After, people go back to our clubhouse and dry off and change. There is no prescribed ritual after this, although it is common for various people to congregate somewhere for hot soup, coffee, pizza or a beer after we’re done swimming.
“We walk down to the beach promptly at 1pm every Sunday. We form a circle and do some jumping-jacks accompanied by a chant that differs every week to establish a cadence. Then it’s into the water. Once everyone is in, we form a huge circle, holding hands. I guess this is when all these diverse weirdos bond.”
That’s a good question. I think there is something about the activity, it is extremely intense, it is sheer immediacy and an experience like no other.

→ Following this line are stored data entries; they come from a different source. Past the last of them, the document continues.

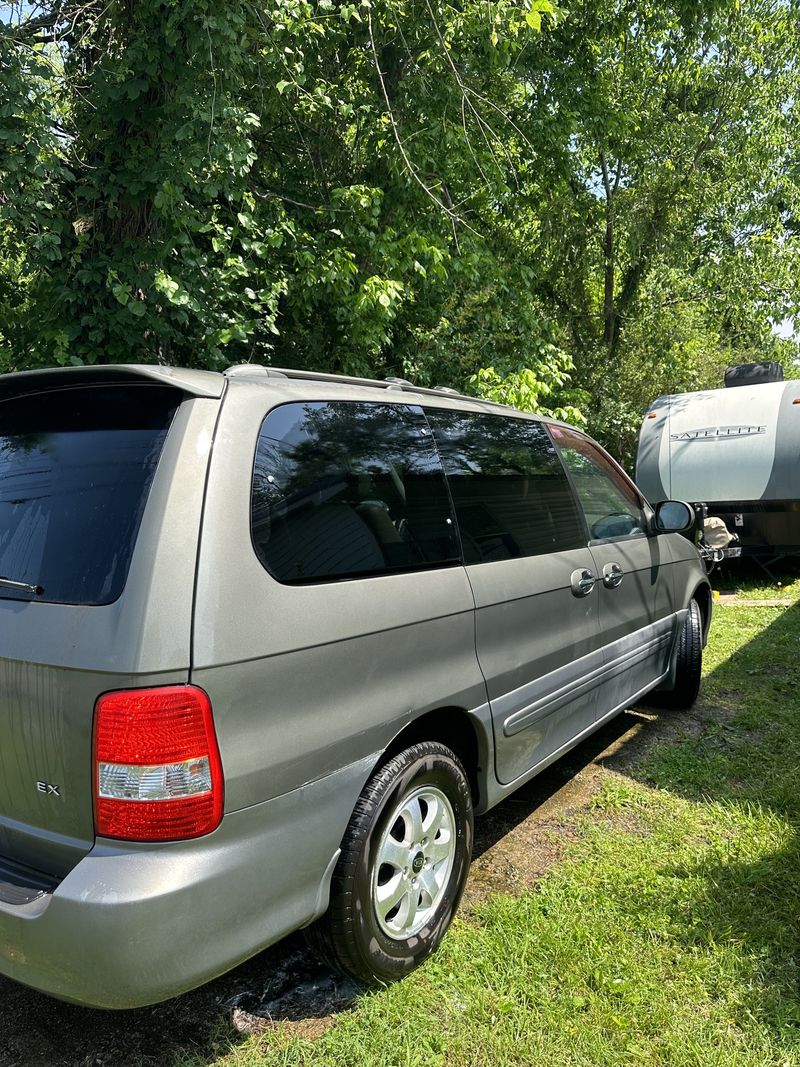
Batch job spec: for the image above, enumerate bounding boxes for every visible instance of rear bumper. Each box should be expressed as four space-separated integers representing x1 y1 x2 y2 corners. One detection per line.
0 754 375 1009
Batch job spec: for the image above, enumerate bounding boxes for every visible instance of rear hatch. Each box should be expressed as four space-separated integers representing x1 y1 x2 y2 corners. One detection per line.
0 370 220 880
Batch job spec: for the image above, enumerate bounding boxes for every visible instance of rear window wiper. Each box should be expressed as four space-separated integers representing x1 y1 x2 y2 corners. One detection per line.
0 576 44 596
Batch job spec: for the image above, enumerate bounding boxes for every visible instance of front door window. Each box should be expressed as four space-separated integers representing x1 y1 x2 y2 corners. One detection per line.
549 426 647 542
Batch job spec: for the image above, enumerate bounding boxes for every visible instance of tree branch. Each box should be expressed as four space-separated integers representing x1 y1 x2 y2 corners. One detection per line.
4 0 98 38
367 9 477 234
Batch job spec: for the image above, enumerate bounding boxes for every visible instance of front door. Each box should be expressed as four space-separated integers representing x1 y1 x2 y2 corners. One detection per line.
550 426 677 716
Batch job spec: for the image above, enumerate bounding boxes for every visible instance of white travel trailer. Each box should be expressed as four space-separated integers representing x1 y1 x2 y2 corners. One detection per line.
636 363 800 561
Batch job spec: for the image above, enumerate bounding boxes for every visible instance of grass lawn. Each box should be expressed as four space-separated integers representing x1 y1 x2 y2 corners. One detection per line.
710 557 800 600
195 593 800 1067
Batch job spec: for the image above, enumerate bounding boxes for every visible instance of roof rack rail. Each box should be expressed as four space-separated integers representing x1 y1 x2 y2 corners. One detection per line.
221 363 512 411
235 365 426 394
223 364 288 379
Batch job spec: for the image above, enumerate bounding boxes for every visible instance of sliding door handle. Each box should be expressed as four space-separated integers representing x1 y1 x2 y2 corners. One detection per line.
570 568 596 597
602 562 624 588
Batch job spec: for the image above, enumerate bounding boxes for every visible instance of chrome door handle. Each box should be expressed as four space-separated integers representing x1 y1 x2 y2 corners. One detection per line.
602 562 624 588
570 568 596 597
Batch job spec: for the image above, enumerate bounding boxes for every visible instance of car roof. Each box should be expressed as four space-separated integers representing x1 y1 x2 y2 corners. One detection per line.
0 362 573 427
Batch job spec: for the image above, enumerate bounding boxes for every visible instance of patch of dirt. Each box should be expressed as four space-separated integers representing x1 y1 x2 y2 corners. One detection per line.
463 693 738 909
0 935 316 1067
466 772 597 905
226 949 359 1041
708 687 742 707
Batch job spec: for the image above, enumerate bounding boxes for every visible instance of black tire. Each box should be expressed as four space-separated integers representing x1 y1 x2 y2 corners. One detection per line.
654 598 703 710
306 741 473 985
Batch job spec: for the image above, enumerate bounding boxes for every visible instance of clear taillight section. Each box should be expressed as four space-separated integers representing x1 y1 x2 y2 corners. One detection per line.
93 686 223 841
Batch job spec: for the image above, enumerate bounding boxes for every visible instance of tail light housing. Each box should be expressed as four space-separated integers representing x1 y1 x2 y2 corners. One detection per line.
93 685 223 841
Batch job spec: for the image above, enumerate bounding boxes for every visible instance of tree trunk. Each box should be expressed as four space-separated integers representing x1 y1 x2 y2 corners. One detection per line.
599 152 616 350
603 201 615 348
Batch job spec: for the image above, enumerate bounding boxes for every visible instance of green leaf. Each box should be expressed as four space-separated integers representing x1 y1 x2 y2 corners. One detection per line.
111 282 131 306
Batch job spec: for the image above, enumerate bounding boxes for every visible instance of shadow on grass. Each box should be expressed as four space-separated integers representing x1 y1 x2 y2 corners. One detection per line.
606 598 800 1043
472 711 643 863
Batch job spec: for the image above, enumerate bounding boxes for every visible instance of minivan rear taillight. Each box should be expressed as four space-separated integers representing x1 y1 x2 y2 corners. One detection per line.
93 686 223 841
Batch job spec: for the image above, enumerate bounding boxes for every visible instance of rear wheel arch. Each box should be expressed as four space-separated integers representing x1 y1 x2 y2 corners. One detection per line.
308 739 474 984
377 705 488 810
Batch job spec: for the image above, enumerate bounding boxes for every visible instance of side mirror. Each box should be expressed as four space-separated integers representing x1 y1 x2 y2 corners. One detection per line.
654 500 695 533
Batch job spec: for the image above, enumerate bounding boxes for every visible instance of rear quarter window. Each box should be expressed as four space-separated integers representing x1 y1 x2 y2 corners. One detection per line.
251 401 460 583
0 383 180 605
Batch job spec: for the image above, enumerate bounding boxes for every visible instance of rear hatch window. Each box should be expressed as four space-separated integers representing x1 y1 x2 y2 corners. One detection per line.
0 383 180 605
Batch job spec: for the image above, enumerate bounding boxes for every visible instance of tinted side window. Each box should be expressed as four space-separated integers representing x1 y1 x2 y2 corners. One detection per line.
426 410 585 563
549 425 647 541
0 384 179 605
251 402 460 583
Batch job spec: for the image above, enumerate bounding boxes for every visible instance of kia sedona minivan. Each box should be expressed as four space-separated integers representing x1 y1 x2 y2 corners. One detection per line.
0 364 711 1008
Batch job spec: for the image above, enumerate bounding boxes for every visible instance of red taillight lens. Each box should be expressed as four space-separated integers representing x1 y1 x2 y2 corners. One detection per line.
93 686 223 841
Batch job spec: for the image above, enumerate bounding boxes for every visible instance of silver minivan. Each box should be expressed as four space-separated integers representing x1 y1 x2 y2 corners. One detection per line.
0 364 711 1008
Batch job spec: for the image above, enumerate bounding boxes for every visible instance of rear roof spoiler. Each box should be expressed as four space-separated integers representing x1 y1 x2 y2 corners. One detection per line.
0 364 224 401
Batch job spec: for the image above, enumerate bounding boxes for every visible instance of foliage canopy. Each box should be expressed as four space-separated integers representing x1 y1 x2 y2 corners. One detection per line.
2 0 799 460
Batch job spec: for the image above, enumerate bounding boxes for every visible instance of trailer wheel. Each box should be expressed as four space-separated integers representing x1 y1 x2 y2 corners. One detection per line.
654 599 702 710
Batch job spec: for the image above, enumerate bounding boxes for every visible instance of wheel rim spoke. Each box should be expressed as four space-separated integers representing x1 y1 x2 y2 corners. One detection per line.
376 872 409 918
418 867 439 907
407 796 425 843
401 886 419 932
427 834 452 866
422 794 447 839
377 835 409 870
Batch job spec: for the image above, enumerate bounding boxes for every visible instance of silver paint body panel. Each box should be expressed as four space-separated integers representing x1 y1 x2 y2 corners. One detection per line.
465 547 601 785
0 397 217 877
0 754 376 1008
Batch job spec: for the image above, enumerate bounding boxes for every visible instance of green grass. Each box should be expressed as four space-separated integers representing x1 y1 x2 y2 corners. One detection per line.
722 576 800 601
199 595 800 1067
710 558 800 600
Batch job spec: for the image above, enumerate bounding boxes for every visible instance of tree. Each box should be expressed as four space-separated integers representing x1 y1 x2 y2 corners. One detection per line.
0 0 574 403
516 0 800 461
2 0 800 463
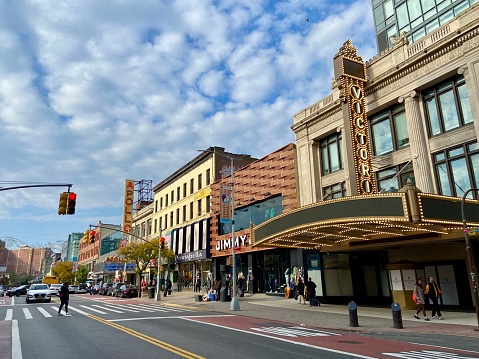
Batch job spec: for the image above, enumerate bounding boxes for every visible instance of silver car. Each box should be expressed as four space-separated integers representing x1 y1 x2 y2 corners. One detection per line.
26 284 51 303
0 287 4 297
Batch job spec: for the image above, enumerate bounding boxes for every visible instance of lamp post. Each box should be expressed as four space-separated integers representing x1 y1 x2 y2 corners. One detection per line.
155 228 163 301
199 149 240 311
461 189 479 330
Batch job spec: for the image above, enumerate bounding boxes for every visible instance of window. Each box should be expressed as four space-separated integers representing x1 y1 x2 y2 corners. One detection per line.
190 179 194 194
160 197 163 210
171 190 174 204
154 219 157 234
155 200 158 212
159 217 162 231
322 182 347 200
198 198 202 216
165 194 169 207
206 169 211 185
434 142 479 198
170 212 173 227
198 174 202 190
190 202 194 219
176 208 180 225
320 132 343 175
423 75 472 136
164 214 168 229
183 205 187 222
370 103 408 156
141 222 146 237
176 187 180 201
147 219 152 236
376 162 414 193
206 195 210 213
183 183 187 197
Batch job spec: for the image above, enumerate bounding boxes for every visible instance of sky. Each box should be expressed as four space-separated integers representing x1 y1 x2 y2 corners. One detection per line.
0 0 377 249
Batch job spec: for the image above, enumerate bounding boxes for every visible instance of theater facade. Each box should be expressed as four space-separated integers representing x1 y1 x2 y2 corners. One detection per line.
253 6 479 309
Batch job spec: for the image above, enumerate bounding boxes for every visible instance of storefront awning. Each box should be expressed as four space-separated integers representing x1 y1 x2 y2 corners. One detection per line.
252 189 479 251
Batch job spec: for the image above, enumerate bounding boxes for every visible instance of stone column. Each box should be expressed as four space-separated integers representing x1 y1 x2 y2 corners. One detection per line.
458 67 479 141
398 91 435 193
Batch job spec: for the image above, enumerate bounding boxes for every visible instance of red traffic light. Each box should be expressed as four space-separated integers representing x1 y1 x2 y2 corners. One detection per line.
68 193 77 201
160 237 165 242
160 237 165 249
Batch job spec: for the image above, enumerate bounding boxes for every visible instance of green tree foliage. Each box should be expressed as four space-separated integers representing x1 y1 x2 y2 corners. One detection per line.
118 238 175 285
9 272 32 286
52 262 75 283
75 264 89 284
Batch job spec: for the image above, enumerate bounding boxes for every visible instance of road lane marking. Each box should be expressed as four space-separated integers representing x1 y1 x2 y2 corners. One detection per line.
87 314 205 359
37 307 52 317
12 320 22 359
123 304 156 312
109 314 234 322
79 305 107 314
108 305 140 312
252 326 341 337
5 309 13 320
384 351 479 358
52 306 90 315
22 308 32 319
91 305 124 313
182 317 377 359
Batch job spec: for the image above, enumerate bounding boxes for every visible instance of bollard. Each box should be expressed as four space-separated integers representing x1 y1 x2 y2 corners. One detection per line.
348 301 359 327
391 302 403 329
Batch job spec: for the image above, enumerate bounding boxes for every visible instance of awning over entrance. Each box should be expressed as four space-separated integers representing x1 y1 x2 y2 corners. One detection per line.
252 184 479 250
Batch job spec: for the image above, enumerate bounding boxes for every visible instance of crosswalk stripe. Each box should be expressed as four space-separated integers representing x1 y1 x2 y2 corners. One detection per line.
122 304 156 312
91 305 124 313
105 304 139 312
22 308 33 319
37 307 52 318
129 304 169 312
5 309 13 321
79 305 107 314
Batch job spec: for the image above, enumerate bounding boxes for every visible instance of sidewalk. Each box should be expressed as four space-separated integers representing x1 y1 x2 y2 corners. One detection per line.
137 290 479 338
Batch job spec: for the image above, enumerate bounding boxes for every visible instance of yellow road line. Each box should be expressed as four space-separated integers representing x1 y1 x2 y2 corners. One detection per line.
87 314 205 359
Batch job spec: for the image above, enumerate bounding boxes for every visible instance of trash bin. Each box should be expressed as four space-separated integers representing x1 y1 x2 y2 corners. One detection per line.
148 287 155 299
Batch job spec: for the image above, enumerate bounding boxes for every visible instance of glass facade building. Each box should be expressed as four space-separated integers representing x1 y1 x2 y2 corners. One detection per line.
372 0 479 52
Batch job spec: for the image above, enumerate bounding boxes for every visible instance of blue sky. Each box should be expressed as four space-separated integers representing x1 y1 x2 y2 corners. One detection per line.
0 0 377 249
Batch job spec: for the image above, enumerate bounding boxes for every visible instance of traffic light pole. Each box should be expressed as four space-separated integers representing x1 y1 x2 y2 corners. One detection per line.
0 183 73 191
155 228 163 301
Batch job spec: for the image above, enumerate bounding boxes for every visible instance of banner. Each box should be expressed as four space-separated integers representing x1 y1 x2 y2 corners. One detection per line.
220 185 232 223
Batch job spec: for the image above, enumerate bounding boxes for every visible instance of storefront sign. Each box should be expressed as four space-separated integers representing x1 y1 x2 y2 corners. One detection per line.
105 262 136 272
175 249 207 263
215 234 248 251
123 179 135 233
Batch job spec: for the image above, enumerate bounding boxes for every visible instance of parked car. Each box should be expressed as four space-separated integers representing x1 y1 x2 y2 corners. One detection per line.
48 284 63 296
99 283 113 295
88 284 101 295
25 284 51 303
115 285 139 298
76 283 88 294
6 285 30 297
0 287 4 297
68 285 78 293
107 282 125 296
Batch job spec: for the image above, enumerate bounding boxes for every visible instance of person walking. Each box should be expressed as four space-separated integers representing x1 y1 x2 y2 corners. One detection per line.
425 276 443 319
413 279 430 321
163 277 172 297
58 282 70 316
195 274 201 292
306 277 317 306
214 277 222 301
297 278 306 305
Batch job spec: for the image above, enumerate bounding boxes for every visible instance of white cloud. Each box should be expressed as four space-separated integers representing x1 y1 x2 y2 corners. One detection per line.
0 0 376 247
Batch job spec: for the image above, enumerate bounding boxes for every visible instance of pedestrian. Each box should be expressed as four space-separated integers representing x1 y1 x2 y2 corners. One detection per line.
163 278 172 297
413 279 430 321
425 276 444 319
297 278 306 305
214 277 222 301
306 277 317 306
58 282 70 316
195 274 201 292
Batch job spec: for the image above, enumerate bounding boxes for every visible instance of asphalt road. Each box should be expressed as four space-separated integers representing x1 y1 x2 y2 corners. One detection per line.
1 294 479 359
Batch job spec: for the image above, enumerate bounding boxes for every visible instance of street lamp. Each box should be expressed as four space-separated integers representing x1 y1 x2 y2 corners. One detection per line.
461 189 479 331
199 148 240 311
155 228 163 301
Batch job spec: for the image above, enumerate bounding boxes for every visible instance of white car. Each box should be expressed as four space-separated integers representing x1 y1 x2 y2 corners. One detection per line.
48 284 63 296
26 284 51 303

That’s what keeps me coming back. I think that everyone in the Club also loves the weirdness that is Coney Island, it’s not for everyone.
I get asked this a lot. To be honest, there is little to distinguish one swim from another over the years. It’s you and the ocean. Sometimes there is more wind, less sun, much colder, a little warmer, bigger waves, smaller waves, sometimes fog, sometimes brutal rain, sometimes snow. I overheard one of our members once saying “it never disappoints.” I think that sums it all up. That said, more than once, as we circled up on the beach to do our jumping-jacks, we have had proposals for marriage occur. I think that is a testimony to the role the club has in the emotional lives of our members.